C’est qu’il y a deux silences contraires : l’un qui n’est à l’égard de la parole qu’un manque et l’autre qui est un dépassement, un silence qui contient toutes les paroles, et un autre qui n’en contient aucune, ce que l’on pourrait appeler un silence par défaut et un silence par excès. Le silence contient en lui la richesse indivisée de toutes les puissances de l’âme, soit quand elles ne s’exercent point, soit quand elles s’exercent toutes à la fois.
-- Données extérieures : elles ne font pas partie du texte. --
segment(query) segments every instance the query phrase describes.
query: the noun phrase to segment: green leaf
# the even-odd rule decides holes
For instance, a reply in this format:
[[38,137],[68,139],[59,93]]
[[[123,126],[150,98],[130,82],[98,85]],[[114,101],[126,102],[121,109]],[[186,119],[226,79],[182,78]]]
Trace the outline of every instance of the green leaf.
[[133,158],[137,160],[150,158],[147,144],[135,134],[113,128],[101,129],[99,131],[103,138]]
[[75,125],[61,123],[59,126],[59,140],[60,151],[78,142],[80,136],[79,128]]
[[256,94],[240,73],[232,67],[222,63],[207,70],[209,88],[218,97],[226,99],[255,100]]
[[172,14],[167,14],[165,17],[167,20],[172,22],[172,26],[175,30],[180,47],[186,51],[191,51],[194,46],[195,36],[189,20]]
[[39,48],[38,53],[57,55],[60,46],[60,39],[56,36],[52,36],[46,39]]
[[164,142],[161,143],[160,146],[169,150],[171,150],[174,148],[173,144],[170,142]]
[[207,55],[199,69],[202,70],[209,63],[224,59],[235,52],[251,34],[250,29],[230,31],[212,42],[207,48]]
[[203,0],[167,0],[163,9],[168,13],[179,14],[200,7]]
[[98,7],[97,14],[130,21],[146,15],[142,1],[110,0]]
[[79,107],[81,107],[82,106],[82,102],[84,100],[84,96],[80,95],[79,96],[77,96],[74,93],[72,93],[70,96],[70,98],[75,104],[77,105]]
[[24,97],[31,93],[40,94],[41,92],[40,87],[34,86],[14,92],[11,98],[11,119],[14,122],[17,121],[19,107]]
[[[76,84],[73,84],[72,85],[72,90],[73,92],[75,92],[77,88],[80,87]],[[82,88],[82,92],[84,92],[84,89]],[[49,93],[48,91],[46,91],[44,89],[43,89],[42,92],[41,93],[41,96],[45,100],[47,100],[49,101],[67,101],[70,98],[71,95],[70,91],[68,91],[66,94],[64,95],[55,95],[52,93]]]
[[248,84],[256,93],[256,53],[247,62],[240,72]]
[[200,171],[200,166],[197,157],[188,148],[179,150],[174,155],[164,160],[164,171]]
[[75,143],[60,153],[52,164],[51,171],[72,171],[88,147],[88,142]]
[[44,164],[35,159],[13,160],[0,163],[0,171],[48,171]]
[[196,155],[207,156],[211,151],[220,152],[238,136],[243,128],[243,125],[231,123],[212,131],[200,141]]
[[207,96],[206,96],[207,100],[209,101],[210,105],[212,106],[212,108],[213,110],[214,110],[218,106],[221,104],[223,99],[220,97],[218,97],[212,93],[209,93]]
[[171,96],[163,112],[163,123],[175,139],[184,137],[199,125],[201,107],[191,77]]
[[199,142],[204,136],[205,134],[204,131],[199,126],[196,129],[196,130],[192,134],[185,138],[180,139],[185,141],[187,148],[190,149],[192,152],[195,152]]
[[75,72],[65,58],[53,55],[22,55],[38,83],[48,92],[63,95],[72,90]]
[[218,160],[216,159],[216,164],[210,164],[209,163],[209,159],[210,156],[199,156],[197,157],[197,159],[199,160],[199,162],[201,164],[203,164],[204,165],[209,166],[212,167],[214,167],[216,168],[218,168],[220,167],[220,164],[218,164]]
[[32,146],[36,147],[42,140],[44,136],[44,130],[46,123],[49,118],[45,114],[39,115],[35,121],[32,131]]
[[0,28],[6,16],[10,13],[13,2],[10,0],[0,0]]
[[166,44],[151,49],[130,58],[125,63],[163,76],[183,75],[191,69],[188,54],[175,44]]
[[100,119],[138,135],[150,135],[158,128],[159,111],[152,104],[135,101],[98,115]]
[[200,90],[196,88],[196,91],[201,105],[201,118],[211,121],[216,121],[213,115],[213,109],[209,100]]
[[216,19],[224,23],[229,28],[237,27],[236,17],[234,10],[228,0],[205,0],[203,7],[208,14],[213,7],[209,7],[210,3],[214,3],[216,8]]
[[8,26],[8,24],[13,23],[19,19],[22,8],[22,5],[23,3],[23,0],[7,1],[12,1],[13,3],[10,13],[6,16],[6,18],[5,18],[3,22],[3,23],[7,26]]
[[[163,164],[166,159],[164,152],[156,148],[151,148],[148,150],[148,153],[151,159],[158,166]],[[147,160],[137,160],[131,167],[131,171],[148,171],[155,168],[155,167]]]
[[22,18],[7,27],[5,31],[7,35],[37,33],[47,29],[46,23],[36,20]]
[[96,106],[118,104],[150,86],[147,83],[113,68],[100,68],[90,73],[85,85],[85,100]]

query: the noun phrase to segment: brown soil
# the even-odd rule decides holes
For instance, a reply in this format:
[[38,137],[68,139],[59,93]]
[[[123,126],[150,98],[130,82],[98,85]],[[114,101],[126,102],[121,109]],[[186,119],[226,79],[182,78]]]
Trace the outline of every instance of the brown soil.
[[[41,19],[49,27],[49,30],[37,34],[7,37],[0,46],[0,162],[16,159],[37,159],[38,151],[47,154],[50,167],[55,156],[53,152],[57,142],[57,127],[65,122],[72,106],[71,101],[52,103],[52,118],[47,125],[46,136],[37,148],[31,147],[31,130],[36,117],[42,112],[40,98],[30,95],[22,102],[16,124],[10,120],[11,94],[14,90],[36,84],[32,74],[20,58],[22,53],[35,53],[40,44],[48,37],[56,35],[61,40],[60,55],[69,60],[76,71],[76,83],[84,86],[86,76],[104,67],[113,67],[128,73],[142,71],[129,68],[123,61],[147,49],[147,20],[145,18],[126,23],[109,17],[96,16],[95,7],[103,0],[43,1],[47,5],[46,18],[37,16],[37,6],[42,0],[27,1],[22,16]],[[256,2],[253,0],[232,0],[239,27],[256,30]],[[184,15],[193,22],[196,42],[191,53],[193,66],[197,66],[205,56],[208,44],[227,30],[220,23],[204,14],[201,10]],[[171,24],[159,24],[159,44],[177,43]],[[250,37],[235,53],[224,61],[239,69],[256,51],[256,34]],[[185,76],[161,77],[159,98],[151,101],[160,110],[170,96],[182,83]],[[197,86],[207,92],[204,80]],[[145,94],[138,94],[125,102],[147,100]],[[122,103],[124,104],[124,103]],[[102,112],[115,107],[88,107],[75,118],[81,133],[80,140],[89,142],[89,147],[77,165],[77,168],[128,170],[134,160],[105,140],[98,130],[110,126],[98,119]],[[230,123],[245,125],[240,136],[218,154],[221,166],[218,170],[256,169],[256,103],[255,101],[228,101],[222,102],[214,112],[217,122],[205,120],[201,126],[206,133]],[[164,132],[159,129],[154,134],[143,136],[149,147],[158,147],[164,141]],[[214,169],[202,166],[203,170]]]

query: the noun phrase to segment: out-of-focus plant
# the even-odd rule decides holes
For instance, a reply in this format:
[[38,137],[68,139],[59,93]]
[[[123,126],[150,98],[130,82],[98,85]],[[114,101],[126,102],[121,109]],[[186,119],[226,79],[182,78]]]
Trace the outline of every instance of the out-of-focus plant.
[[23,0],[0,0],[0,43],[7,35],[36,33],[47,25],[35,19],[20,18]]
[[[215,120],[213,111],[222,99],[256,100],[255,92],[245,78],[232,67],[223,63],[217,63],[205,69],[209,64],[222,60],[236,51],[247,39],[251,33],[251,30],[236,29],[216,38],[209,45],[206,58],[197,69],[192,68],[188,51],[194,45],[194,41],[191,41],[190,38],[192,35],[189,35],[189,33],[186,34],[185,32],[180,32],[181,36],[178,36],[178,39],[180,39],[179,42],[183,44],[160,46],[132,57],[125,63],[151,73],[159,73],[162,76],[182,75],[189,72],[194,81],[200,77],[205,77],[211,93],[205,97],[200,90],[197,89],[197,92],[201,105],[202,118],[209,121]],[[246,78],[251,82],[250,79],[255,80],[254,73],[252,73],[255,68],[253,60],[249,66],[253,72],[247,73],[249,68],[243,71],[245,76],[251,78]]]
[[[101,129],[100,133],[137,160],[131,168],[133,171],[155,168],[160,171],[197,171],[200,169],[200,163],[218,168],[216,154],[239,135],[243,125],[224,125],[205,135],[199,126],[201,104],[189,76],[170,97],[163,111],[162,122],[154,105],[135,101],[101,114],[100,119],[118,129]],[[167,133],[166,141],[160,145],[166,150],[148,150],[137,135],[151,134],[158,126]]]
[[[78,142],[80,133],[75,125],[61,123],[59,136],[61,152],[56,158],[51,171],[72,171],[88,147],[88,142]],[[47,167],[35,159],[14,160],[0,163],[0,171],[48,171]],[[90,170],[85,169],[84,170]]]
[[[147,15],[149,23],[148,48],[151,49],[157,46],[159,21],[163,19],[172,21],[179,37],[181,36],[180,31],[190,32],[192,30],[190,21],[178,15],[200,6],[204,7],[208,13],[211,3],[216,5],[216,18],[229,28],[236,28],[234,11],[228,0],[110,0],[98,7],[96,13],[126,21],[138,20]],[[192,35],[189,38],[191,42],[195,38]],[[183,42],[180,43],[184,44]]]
Il y a une sorte de silence qui naît de la disproportion entre l’insignifiance des paroles et l’excès de leur signification. Alors on voit les paroles se changer peu à peu en allusions et finir par s’évanouir tout à fait. Et il y a un autre silence qui résulte d’une telle perfection des paroles, si bien ajustées à la pensée et aux choses que c’est la pensée qui semble appréhender directement les choses, de telle sorte que la parole est présente sans l’être et que ce n’est plus elle qu’on entend, mais le sens.

Il y a un silence qui est une marque de stérilité et d’impuissance, et un autre silence dans lequel se produisent toutes les éclosions, toutes les maturations.

Chaque atome de silence

Est la chance d’un fruit mûr.

Le silence convient également à l’émotion, qui, dès qu’elle se traduit par le langage commun, tend à s’intellectualiser et à se dissiper ; à la pensée qui porte en elle tous les possibles, et hésite encore, pour en réaliser un, à sacrifier tous les autres ; à la contemplation qui nous donne la présence même du monde ou de l’idée sans l’intermédiaire de l’expression.